The current work omits studying geomechanical evaluation of caprock integrity, fault reactivation risks, or upward CO2 migration. This itself is a complex study on its own, which normally complements this work. Currently, caprock integrity is considered; no fault reactivation was foreseen, which enables CO2 migration from the considered reservoir.
As recommendations, all the limitations mentioned above can be addressed in detail in a further iteration of the study.
5. Conclusions
This study was conceived and implemented to find a reliable solution to combat the negative effects of carbon dioxide emissions, primarily originating from industrial sources.

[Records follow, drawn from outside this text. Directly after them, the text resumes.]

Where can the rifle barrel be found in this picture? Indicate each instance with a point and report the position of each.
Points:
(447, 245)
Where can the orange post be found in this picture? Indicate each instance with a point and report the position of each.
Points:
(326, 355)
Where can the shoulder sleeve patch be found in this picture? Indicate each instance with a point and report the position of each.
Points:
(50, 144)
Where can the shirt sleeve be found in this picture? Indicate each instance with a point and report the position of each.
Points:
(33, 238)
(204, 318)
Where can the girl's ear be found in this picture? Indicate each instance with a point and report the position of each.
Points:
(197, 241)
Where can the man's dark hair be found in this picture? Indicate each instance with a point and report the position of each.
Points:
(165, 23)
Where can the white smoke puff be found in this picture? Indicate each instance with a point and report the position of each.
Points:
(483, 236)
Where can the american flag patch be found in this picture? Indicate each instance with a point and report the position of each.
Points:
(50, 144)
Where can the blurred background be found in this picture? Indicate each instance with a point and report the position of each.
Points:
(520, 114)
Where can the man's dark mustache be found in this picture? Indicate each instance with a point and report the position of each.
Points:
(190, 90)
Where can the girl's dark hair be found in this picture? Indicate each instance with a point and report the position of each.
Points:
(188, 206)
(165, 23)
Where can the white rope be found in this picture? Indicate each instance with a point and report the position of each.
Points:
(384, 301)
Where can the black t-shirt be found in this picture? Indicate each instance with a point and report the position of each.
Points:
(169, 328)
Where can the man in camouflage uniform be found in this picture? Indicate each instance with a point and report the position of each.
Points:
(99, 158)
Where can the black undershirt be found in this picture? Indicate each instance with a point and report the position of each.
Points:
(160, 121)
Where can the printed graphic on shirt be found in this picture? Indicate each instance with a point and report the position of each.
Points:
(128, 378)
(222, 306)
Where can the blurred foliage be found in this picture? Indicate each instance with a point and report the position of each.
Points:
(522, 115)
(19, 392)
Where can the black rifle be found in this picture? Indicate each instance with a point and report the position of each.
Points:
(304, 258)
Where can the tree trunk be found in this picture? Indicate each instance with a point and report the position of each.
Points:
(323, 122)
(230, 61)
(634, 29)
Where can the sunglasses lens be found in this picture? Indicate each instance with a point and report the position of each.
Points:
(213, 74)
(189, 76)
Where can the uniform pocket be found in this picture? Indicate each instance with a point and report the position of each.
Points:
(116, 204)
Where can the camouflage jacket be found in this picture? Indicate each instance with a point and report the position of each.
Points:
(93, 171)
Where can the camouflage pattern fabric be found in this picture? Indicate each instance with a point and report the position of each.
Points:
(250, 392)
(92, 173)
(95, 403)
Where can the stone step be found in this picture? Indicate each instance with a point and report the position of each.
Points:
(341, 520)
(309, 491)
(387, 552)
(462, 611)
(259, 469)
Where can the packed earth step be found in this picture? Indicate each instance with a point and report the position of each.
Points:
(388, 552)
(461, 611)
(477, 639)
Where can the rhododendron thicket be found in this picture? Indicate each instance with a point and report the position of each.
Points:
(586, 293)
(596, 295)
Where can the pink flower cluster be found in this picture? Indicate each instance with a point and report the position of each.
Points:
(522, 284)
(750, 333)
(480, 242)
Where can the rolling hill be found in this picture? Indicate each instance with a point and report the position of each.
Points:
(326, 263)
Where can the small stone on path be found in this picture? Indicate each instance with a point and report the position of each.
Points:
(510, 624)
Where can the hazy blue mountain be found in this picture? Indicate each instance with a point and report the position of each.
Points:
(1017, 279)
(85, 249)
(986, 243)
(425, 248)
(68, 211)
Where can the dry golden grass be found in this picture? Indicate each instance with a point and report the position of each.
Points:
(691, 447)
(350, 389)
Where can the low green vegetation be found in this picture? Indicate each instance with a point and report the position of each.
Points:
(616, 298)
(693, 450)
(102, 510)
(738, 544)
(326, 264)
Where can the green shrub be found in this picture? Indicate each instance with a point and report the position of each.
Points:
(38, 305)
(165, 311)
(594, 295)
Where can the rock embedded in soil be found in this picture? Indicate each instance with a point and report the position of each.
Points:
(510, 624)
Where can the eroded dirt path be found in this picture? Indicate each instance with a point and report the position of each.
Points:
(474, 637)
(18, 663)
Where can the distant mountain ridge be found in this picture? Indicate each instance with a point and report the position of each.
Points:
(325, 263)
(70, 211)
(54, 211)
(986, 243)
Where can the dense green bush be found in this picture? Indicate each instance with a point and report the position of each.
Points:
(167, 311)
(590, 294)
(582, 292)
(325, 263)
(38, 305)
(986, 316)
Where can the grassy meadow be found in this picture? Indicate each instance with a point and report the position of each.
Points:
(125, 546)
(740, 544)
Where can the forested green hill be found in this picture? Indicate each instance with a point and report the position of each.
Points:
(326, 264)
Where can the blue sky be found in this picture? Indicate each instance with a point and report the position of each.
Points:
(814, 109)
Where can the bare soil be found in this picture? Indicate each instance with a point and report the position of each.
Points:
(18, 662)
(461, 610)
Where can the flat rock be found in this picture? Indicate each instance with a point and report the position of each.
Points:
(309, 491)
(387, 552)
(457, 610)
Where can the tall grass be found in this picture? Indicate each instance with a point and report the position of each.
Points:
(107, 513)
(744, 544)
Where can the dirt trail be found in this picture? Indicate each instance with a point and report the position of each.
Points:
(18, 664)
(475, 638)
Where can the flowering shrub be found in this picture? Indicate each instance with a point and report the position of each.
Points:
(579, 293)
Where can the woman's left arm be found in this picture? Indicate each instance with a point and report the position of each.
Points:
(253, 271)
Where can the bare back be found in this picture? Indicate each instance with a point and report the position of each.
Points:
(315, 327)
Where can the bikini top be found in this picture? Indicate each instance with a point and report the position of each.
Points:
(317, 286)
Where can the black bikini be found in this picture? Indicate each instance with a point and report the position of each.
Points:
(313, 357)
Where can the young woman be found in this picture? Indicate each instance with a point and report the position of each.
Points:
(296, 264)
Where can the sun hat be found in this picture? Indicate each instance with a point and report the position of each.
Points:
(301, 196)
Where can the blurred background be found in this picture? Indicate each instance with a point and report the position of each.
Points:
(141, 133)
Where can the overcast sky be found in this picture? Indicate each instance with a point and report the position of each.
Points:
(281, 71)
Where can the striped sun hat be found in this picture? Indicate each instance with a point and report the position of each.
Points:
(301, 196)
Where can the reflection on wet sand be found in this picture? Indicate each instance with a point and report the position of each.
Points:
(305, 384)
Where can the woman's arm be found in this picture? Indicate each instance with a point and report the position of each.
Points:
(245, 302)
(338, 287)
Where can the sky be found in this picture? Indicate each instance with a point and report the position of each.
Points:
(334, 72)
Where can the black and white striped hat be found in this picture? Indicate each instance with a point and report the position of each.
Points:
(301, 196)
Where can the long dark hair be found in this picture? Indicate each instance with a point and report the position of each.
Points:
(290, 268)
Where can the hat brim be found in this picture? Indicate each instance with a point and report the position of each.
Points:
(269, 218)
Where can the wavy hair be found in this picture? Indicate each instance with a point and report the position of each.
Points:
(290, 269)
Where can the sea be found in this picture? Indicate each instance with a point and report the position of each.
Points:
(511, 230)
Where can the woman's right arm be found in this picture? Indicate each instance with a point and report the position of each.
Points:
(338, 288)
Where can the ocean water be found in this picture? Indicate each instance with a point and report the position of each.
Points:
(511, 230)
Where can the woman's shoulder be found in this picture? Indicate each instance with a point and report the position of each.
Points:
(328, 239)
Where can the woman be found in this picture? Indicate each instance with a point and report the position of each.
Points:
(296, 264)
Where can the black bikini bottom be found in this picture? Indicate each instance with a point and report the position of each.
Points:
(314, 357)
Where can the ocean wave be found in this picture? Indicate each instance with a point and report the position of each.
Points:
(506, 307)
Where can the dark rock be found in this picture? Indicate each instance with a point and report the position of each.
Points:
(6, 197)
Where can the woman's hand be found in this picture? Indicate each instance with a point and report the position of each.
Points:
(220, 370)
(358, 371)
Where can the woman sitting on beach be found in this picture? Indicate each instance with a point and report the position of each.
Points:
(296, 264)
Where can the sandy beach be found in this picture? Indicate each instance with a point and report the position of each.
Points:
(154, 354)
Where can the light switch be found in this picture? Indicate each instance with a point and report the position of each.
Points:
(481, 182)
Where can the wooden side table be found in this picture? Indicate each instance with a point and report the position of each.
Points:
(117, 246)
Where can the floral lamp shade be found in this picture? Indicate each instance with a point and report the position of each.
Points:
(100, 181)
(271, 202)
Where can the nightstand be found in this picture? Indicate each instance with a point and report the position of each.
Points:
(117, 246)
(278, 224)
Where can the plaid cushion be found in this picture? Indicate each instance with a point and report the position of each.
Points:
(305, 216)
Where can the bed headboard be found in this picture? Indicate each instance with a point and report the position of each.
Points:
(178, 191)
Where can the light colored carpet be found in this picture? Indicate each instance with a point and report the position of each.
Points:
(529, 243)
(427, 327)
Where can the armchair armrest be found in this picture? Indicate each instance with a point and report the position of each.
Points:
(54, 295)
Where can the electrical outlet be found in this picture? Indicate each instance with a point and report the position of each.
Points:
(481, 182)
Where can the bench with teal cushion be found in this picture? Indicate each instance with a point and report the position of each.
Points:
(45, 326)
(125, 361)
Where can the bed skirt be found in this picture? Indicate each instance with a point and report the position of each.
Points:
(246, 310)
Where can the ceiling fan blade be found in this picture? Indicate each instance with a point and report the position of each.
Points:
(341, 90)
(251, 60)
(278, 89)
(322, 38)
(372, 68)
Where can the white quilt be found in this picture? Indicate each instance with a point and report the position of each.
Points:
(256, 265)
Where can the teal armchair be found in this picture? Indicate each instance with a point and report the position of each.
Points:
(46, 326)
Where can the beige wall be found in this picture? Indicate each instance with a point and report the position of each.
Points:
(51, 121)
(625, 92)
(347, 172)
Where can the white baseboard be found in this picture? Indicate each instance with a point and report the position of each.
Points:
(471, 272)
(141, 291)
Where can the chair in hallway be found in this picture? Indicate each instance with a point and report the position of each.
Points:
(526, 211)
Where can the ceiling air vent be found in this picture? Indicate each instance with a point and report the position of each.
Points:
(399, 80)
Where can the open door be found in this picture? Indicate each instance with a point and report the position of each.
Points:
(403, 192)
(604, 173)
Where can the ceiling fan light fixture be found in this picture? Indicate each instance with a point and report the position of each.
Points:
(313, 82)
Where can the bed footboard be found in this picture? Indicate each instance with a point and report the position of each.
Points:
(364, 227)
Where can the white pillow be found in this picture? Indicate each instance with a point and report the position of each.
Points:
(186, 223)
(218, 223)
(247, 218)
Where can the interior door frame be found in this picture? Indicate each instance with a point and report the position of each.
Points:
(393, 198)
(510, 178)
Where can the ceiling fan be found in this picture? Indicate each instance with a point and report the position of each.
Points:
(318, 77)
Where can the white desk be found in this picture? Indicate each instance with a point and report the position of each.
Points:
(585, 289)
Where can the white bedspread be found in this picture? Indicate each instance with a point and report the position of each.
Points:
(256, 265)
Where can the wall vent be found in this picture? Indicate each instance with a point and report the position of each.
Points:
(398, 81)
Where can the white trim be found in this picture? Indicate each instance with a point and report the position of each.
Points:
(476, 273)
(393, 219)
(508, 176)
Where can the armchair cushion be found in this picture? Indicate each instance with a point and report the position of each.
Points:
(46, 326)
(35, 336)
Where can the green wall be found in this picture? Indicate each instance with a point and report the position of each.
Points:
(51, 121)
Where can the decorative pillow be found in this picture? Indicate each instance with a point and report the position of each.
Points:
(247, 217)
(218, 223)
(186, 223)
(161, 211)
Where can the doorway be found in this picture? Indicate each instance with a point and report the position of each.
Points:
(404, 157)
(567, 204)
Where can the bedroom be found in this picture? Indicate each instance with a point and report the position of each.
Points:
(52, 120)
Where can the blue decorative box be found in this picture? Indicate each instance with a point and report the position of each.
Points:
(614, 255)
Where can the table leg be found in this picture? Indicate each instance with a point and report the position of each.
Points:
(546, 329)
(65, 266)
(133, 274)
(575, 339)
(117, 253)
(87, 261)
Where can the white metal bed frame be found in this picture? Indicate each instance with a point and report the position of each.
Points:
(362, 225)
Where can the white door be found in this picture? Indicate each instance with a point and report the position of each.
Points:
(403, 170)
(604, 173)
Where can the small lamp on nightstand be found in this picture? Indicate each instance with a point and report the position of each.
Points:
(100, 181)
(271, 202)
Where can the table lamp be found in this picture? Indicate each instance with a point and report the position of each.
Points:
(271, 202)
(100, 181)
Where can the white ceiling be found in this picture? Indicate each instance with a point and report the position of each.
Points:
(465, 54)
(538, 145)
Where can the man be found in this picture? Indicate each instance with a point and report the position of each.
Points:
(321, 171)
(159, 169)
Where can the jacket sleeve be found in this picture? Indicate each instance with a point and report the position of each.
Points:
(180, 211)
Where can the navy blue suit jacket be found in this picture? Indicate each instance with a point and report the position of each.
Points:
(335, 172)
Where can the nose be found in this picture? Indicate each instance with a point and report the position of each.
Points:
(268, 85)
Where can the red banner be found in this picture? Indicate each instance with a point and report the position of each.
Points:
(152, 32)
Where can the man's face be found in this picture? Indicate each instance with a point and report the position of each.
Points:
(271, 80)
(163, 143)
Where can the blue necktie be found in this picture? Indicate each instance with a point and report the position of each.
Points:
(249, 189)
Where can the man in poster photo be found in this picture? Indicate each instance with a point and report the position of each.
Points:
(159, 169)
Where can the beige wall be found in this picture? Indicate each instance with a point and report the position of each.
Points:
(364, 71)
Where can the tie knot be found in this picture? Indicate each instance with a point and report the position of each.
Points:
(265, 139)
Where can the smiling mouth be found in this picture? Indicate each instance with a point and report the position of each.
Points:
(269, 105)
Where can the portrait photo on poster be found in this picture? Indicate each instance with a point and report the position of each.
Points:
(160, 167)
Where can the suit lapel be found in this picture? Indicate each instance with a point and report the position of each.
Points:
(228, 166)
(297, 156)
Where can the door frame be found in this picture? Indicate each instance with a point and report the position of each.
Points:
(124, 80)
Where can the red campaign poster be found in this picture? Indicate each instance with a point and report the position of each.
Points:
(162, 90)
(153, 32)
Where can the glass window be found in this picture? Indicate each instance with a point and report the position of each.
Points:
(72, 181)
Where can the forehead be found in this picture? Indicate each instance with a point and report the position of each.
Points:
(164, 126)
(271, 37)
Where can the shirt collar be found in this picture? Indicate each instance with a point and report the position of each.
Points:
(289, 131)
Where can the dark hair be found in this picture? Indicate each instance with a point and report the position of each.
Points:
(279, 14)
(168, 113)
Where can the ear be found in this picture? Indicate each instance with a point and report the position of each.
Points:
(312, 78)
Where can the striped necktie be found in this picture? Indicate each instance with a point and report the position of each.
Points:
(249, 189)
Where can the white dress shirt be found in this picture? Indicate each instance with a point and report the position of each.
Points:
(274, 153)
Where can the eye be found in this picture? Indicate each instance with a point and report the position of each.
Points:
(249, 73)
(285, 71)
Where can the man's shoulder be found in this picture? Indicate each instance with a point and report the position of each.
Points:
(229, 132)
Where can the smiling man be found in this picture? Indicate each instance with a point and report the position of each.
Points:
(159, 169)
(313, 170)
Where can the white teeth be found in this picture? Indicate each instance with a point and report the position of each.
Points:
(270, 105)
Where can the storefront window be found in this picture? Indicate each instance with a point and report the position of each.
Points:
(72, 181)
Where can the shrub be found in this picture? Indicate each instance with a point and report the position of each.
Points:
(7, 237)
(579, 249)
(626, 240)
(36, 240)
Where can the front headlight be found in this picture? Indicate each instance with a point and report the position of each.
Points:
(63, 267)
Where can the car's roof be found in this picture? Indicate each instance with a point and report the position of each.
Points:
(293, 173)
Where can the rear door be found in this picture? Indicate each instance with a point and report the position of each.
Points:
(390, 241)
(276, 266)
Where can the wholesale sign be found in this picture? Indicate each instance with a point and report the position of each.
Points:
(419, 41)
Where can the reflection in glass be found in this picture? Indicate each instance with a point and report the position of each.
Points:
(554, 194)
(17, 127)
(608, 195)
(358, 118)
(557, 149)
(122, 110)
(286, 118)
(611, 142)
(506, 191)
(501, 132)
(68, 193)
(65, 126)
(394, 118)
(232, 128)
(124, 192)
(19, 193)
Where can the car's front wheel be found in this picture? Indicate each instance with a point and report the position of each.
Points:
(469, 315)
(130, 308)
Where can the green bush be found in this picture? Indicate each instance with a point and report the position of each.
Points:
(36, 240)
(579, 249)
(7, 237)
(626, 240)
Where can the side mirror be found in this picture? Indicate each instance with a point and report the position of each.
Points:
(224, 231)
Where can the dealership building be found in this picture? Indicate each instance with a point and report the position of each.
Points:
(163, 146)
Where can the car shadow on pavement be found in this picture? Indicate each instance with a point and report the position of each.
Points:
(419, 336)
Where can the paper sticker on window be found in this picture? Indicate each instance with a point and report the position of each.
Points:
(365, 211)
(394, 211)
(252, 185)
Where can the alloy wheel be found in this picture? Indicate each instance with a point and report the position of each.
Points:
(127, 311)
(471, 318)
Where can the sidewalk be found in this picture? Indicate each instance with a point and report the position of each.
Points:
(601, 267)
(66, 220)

The capture and storage of carbon dioxide is increasingly seen as a viable future solution, enabling the continued use of fossil fuels with minimal environmental impact. In addition to significantly reducing carbon dioxide emissions, this method also offers benefits such as job creation and increased life expectancy.
While this solution is complex and requires in-depth studies for successful implementation, it also calls for investment and support from both large corporations and governments.
As EU countries strive for climate neutrality, this method could help any nation progress toward this goal, benefiting citizens with job opportunities, longer life spans, and a more sustainable future.
Romania has significant potential to be a key player in this field, with over 30 storage facilities in depleted hydrocarbons deposits, offering a total CO2 storage capacity exceeding 514 Mt. This growing interest from major companies to invest in such projects, despite the high costs, is driven by the desire to achieve climate neutrality and the rising price of carbon credits.
In line with the set research objective, through reservoir simulation modeling, our study evaluated the feasibility of capturing CO2 emissions from the Turceni Power Plant in Oltenia region, Romania, and permanently storing them via injection wells in the adjacent Meotian depleted hydrocarbon reservoirs of the Bibești-Bulbuceni field within the Getic Basin as a novelty.
The study results demonstrate that the Bibești-Bulbuceni depleted hydrocarbon reservoir near Turceni has the capacity to sequester approximately up to 32.21 Bsm3 or 60 MtCO2 through the proposed carbon capture system, with storage completion projected for 25 years under standard injection scenarios with up to 20 years under optimized injection plateau conditions.
The CO2 storage capacity of depleted hydrocarbon reservoirs in Romania’s Oltenia Region presents an opportunity to establish secure, long-term carbon sequestration projects for nearby power plants that currently generate electricity from coal combustion or may transition to hydrocarbon-based energy production.